Skip site navigation (1)Skip section navigation (2)
Date:      Fri, 15 Mar 2002 06:56:51 -0800
From:      Josh MacDonald <jmacd@CS.Berkeley.EDU>
To:        Terry Lambert <tlambert2@mindspring.com>, Parity Error <bootup@mail.ru>
Cc:        freebsd-fs@FreeBSD.ORG, reiserfs-dev@namesys.com
Subject:   Re: metadata update durability ordering/soft updates
Message-ID:  <20020315065651.02637@helen.CS.Berkeley.EDU>
In-Reply-To: <3C910C57.71C2D823@mindspring.com>; from Terry Lambert on Thu, Mar 14, 2002 at 12:47:19PM -0800
References:  <E16lReK-000C3T-00@f10.mail.ru> <3C910C57.71C2D823@mindspring.com>

next in thread | previous in thread | raw e-mail | index | archive | help
Quoting Terry Lambert (tlambert2@mindspring.com):
> Parity Error wrote:
> > i am referring not to file data, but filesystem metadata, which
> > is now _delayed_ write.
> 
> I understand this.  Do you understand that delaying the metatadata
> writes in soft updates does not affect the dependency ordering, but
> may affect the time ordering?
> 
> If I have two dependent lists of operations, A-B-C and D-B-E,
> then I am ony guaranteed that A and D will occur before B,
> and C andc E will occur after B, but there is no guarantee on
> the order of [A,D] vs. [D,A] or [C,E] vs. [E,C].
> 
> If I have to OTHER dependent lists of operations, Q-R and S-T,
> then I am only guaranteed that Q will occur before R, and S
> will occur before T, but there is no guarantee on the order of
> [ [Q,S], [Q,T], [R,S], [R,T] ] vs. [ [S,Q], [T,Q], [S,R], [T,R] ];
> Q-R-S-T is a valid order, as is S-T-Q-R, as is [Q-S-T-R], as is
> [Q-S-R-T], etc..
> 
> > When we did synch write to sequence multiple metadata updates
> > belonging to one operation for ensuring recoverability of that
> > one operation, we also got inter-operation ordering for free
> 
> Yes.
> 
> > (and apps/users could have started depending on it) .
> 
> No.  Only misinformed users.  The system *never* made *any*
> guarantees with regard to implied metadata.  Your statement
> "multiple metadata updates belonging to one operation" is
> bogus.  There is no such thing as "one operation" in this
> context.  Multiple metadata updates are multiple operations,
> and the filesystem guarantees are only that the operations
> will not return to the user until they have completed in
> the guaranteed order, not that they have completed in any
> time relative order compared to each other.
> 
> 
> > Unix provides no guarantess reg the order in which file data
> > will become stable, and apps should use fsync/O_SYNC or logging
> > or whatever to ensure the consistency of their data stores.
> 
> That's nice, but it's irrelevant to this discussion, since
> file data was never guaranteed for write anyway.
> 
> THe reason the fsync/O_SYNC work to serialize the metadata
> operations is that the operations are guaranteed to occur
> using synchronous I/O, before they return.
> 
> In other words, they are stall barriers instituted by the
> application programmer in order to get the behaviour the
> users ..."could have started depending on"... on purpose,
> rather than getting it as a result of an accident of the
> implementation of the underlying primitives.
> 
> > But, the ordering in which different metadata operations becomes
> > stables, if not enforced could result in the following scenario.
> 
> [ ... demonstration of failure of bogus assumptions ... ]
> 
> Yes.  Bogus assumptions are bogus.  That's a circular argument.

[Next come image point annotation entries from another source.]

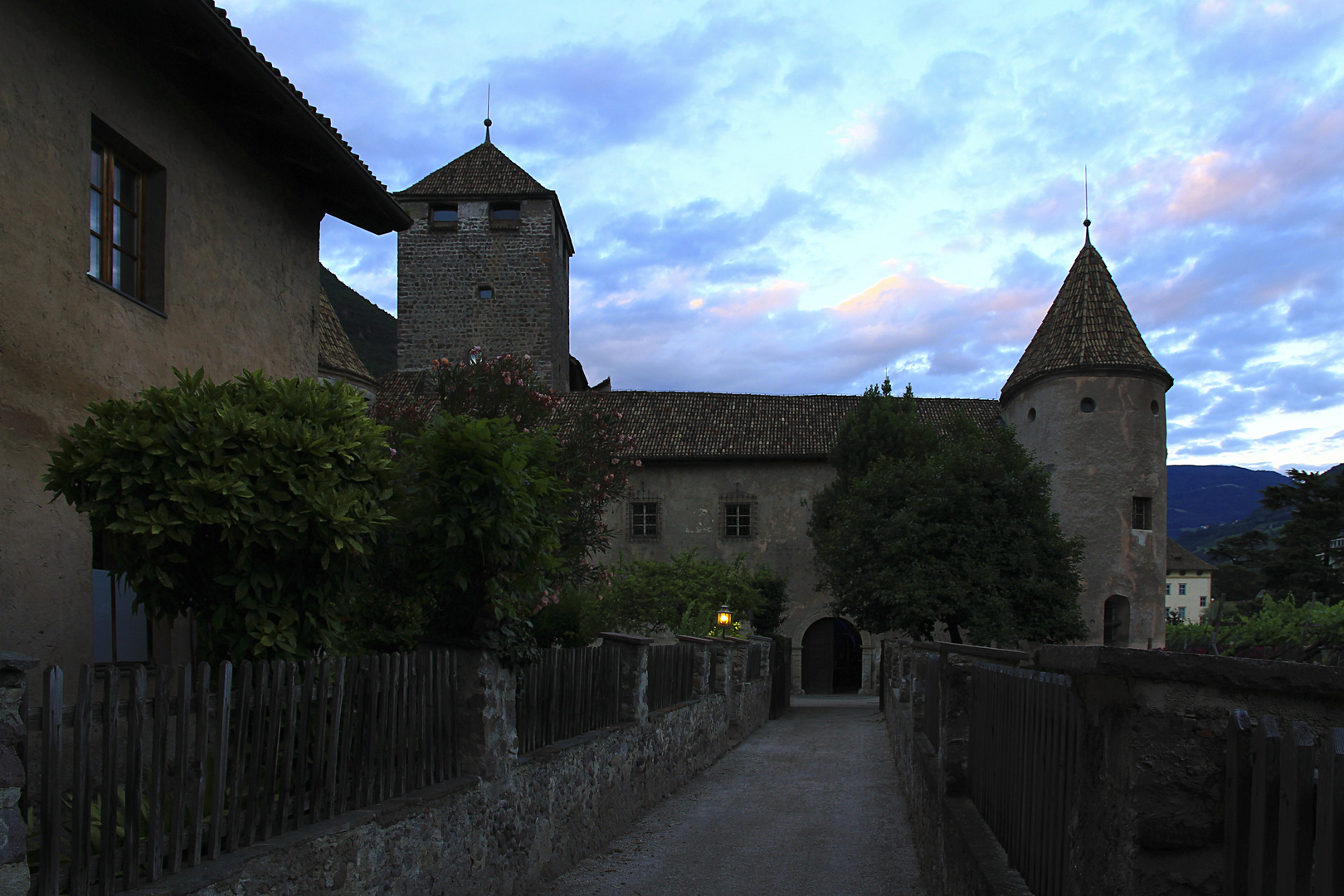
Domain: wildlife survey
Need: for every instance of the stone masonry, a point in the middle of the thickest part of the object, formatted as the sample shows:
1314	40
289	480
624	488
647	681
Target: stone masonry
440	275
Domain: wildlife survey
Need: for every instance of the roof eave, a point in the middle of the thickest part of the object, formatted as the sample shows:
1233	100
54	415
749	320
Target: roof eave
1160	375
212	65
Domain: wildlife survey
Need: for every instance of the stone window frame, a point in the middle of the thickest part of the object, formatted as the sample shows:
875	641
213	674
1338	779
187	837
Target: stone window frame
444	225
505	223
644	499
1142	514
110	152
733	533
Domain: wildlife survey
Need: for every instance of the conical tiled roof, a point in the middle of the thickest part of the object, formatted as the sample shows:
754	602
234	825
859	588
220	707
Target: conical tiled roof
485	171
336	358
1086	331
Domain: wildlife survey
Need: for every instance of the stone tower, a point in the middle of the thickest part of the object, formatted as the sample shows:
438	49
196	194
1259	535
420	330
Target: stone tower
1090	401
485	262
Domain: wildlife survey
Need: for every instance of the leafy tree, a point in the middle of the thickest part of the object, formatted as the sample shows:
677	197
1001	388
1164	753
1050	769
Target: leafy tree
528	536
1307	559
249	504
682	596
923	527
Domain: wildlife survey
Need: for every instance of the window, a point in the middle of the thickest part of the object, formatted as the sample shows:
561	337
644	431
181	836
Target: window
125	219
737	520
444	217
119	631
1142	514
644	520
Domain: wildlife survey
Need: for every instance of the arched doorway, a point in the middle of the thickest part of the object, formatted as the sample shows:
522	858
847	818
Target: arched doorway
832	657
1116	621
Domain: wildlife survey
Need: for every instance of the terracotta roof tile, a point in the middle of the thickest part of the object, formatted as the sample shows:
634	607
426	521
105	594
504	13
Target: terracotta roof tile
485	171
335	353
1179	558
1088	329
718	425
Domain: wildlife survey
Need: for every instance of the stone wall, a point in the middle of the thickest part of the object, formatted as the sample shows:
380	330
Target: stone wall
519	821
241	288
1147	813
440	270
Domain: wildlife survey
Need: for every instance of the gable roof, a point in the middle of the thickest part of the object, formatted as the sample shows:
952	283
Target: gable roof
336	356
485	171
1181	559
1088	329
216	67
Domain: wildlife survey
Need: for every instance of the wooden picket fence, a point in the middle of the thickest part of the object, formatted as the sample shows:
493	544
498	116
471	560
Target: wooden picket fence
671	674
1023	759
1283	822
567	692
125	787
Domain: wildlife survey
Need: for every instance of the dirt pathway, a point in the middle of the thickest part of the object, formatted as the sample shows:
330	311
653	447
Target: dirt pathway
806	805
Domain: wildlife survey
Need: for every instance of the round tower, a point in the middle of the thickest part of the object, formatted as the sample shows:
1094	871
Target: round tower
1090	401
485	264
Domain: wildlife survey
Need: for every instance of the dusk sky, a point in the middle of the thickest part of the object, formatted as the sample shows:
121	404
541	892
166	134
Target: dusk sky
801	197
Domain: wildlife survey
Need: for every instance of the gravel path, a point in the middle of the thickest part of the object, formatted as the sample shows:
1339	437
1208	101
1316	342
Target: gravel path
806	805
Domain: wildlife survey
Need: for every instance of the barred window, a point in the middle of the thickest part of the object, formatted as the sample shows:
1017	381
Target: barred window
737	520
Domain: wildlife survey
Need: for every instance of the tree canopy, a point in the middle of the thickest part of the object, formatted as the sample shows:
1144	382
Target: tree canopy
251	504
925	527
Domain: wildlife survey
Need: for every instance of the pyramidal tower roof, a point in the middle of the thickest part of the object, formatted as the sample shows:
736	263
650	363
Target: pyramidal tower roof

> One must not make bogus assumptions, if one wants one's code
> to operate reliably.
> 
> Your example is poor, as well, unless you intended the "touch"
> operations to occur concurrently.
> 
> 
> >  These kind of things would not occur when we did synch write of
> > metadata (disk scheduling would not affect this). unlink could
> > possibly produce even more dramatic effects.  Now the question is
> > whether this kind of behaviour from the filesystem is acceptable
> > and whether some applications can actually fail badly due to this.
> 
> A1: The behaviour is acceptable, since the behaviour guarantees
> for metadata stability are mandated by operational guarantees.
> 
> To boils this down to laymans language: the OS provides a set of
> services upon which reliable services can be built, if they are
> correctly engineered.  It is up to the people building the layers
> of services on top of the OS services to provide those facilities
> that do not exist within the OS proper, such that they are reliable.
> 
> In other words, the purpose of the OS is to provide an unconstrained
> foundation.  So long as you don't mount the FS in such a way that
> the metadata updates are not carried out in the correct order, (e.g.
> async), then you can create a system in which the ordering guarantees
> are maintained from end-to-end, and you can reliably know the state
> that you would have been in had you not crashed, following a crash,
> and can recover by rolling the operation forward, if all necessary
> data is available, or backward, if it is not.
> 
> 
> A2: Applications which expect behaviour other than that guaranteed
> by the API definitions can be expected to fail badly when their
> assumptions are proven to be unfounded in reality.
> 
> 
> STANDARDS COMPLIANCE AND METADATA UPDATES, WITH A SURVEY OF OS/FS's
> 
> Certaint metadata updates, such as those to ctime, mtime, and
> atime, are guaranteed by the POSIX standard.  These, in turn, imply
> that the containers for these objects are similarly guaranteed, to
> the root operation, such that the guaranteed operations are always
> reliable.  Any OS which fails to make these guarantees is, by its
> definition, non-compliant with POSIX.
> 
> You can intentionally choose to operate certain filesystems in a
> POSIX-non-compliant mode; for example, you can use an MFS, or you
> can mount a filesystem async, such that metatadata update guarantees
> required for conformance to the standard are not observed.  But you
> knowingly give up standards compliance when you do this.
> 
> For example, Linux running EXT2FS mounted asynchronously fails
> to comply with the POSIX standard with regard to update of ctime,
> atime, and mtime updates, both because of the direct failure for
> such updates to be committed to stable storage, and because of the
> indirect failure of the updates to be committed, since the containers
> are not committed, thus making the containers in which the commits
> are taking place fail to comply with the definition of "stable
> storage".
> 
> Another example would be FreeBSD running FFS, if you went out of the
> way to mount it async, rather than sync (or with more recent
> installations, with soft updates).  Similarly, mounting it noatime
> also fails this test.
> 
> If you were to mount a System V UFS in SVR4.2 by default, without
> specifying "sync" or "async", then you get a behaviour called DOW
> (Delayed Ordered Writes), in which an intentionally stall point is
> inserted between dependeny convergences.  THis is similar to soft
> updates, in that the stall point requires synchronization of the
> stable storage at the point where the intersection would occur, but
> it provides only non-commutability on non-commutable operations in
> a given edge, and does not permit reordering of associativity, even
> though operations are associative, and effeciency might be gained,
> thereby.  Thus the original A-B-C, D-B-E operation actually *must*
> occur in A-B B-E ordering, with a stall between the "B" and the "B".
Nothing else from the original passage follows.